The new danger appears in the rise of the seamless melding of the corporation and the state in the US. The corporate-state was certified as constitutional by the US Supreme Court in its recent decision on corporate campaign financing. The new reality is reflected in the unprecedented amount of money Secretary of Education Arne Duncan suddenly has at his disposal to undermine the public schools. Duncan has put the 50 states in a competition he calls the Race To The Top, to become the most effective at destroying public education and advancing the charter school movement. Duncan will spread over $4-billion among the "winning" states. The denial of funds is expected to finish off public education in the "losing" states.

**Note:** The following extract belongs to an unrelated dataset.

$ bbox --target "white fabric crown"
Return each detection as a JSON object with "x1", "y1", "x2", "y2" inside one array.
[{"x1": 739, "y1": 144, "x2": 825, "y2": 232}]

Some people are confused as to why President Obama's education policy is indistinguishable from that of George W. Bush. Well both are either willing servants or hostages of the same masters. In the transition from one administration to the next the bankers takeover of the US treasury never missed a beat. The military, one of the pillars of the corporate-state, allowed President Obama the public perception of choice on Afghanistan. But Gen. Stanley McCrystal was ordering not requesting more troops. Another pillar of the corporate-state, the insurance companies and pharmaceuticals, have humored Obama with the idea they would allow national health care reform. They've tired of the theatrics and ordered up Scott Brown in Massachusetts the other day to bring the curtain down on it.
In regards to the public schools and every other vestige of democracy in US society the corporate-state is the last stage where fighting back will be possible. Next comes the national curriculum from Winston Smith's world. It's resistance now or never.